VCS Cluster not starting.
Hello All,
I am having difficulties trying to get VCS started on this system.
I have attached what I have got so far. I apperciate any comments or suggestions as to go from here.
Thank you
The hostnames in the main.cf corrosponds to that of the servers.
hastatus -sum
VCS ERROR V-16-1-10600 Cannot connect to VCS engine
VCS WARNING V-16-1-11046 Local system not available
hasys -state
VCS ERROR V-16-1-10600 Cannot connect to VCS engine
hastop -all -force
VCS ERROR V-16-1-10600 Cannot connect to VCS engine
hastart / hastart -onenode
dmesg: Exiting: Another copy of VCS may be running
engine_A.log
2013/10/22 15:16:43 VCS NOTICE V-16-1-11051 VCS engine join version=4.1000
2013/10/22 15:16:43 VCS NOTICE V-16-1-11052 VCS engine pstamp=4.1 03/03/05-14:58:00
2013/10/22 15:16:43 VCS NOTICE V-16-1-10114 Opening GAB library
2013/10/22 15:16:43 VCS NOTICE V-16-1-10619 'HAD' starting on: db1
2013/10/22 15:16:45 VCS INFO V-16-1-10125 GAB timeout set to 15000 ms
2013/10/22 15:17:00 VCS CRITICAL V-16-1-11306 Did not receive cluster membership, manual intervention may be needed for seeding
#gabconfig -a
GAB Port Memberships
===============================================================
#lltstat -nvv
LLT node information:
Node State Link Status Address
* 0 db1 OPEN
bge1 UP 00:03:BA:15
bge2 UP 00:03:BA:15
1 db2 CONNWAIT
bge1 DOWN
bge2 DOWN
bash-2.05$ lltconfig
LLT is running
ps -ef | grep had
root 826 1 0 15:16:43 ? 0:00 /opt/VRTSvcs/bin/had
root 836 1 0 15:16:45 ? 0:00 /opt/VRTSvcs/bin/hashadow
If only one of two nodes can connect through llt (see your lltstat -nvv where one node is present and the other is down) then the cluster will attempt to start but will wait for both nodes to be available.

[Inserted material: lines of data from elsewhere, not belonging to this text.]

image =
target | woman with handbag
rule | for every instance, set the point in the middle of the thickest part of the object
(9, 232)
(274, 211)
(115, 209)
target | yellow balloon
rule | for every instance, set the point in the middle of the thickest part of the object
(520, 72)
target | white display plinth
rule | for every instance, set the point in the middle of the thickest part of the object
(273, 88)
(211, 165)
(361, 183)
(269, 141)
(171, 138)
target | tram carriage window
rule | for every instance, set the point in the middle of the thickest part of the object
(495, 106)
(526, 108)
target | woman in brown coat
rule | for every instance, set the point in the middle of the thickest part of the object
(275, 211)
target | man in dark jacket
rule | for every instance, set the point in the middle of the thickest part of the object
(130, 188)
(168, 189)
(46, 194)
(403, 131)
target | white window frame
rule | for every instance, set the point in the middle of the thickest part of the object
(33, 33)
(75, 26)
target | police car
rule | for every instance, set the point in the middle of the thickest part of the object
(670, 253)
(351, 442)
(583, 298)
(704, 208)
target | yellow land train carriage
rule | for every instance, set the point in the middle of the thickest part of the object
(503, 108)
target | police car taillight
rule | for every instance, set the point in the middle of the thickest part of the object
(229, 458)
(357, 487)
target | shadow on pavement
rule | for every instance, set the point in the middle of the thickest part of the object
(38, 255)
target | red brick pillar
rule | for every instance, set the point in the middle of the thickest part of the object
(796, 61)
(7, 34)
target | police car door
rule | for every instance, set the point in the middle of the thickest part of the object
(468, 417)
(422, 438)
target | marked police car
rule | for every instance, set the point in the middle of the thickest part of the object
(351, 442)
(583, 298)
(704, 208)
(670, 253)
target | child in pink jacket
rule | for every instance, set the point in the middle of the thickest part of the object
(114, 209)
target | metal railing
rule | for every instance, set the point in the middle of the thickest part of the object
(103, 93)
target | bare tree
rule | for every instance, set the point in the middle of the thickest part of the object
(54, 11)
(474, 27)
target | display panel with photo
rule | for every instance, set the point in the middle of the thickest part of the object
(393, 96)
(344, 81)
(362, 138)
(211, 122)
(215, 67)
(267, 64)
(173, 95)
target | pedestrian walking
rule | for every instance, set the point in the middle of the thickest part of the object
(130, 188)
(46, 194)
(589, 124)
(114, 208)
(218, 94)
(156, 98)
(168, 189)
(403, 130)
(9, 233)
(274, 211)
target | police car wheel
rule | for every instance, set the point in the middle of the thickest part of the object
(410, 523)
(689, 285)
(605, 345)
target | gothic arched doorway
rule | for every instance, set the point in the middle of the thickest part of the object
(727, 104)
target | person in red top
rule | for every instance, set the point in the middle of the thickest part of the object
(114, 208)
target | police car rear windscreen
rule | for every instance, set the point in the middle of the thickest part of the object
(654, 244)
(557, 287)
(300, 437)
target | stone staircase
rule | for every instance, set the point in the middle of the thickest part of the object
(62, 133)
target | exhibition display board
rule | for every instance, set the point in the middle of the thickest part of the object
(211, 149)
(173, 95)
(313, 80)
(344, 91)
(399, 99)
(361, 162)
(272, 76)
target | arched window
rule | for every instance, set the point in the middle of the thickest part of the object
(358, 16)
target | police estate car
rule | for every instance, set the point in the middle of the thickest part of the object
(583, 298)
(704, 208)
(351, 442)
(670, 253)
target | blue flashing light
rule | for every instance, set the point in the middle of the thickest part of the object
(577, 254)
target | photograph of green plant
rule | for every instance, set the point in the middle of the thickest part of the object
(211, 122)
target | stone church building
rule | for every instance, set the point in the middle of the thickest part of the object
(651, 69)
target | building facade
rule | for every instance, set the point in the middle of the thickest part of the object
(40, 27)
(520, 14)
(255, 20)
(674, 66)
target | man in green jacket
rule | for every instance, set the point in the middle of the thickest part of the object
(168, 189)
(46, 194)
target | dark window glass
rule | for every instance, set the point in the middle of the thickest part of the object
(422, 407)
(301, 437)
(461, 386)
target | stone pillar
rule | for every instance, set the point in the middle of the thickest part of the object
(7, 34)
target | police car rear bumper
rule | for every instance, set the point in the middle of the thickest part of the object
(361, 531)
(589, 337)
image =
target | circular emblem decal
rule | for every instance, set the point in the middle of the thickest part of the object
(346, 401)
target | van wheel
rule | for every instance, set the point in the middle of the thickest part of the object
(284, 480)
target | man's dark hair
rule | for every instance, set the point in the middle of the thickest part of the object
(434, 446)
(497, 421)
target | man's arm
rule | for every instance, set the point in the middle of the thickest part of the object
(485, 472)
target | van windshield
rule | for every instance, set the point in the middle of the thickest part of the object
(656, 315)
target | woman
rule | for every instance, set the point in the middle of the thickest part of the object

This is done to ensure in a heartbeat disconnection scenario or split-brain condition that you do not have 2 seperate clusters starting.
If this is a known condition, you can run the command
# gabconfig -C -X
This removes the number of nodes needed to seed a cluster, but this command should only be performed if you are certain the other node does not already have a running cluster. You should also diagnose why the other nodes' heartbeat links are not visable from llt.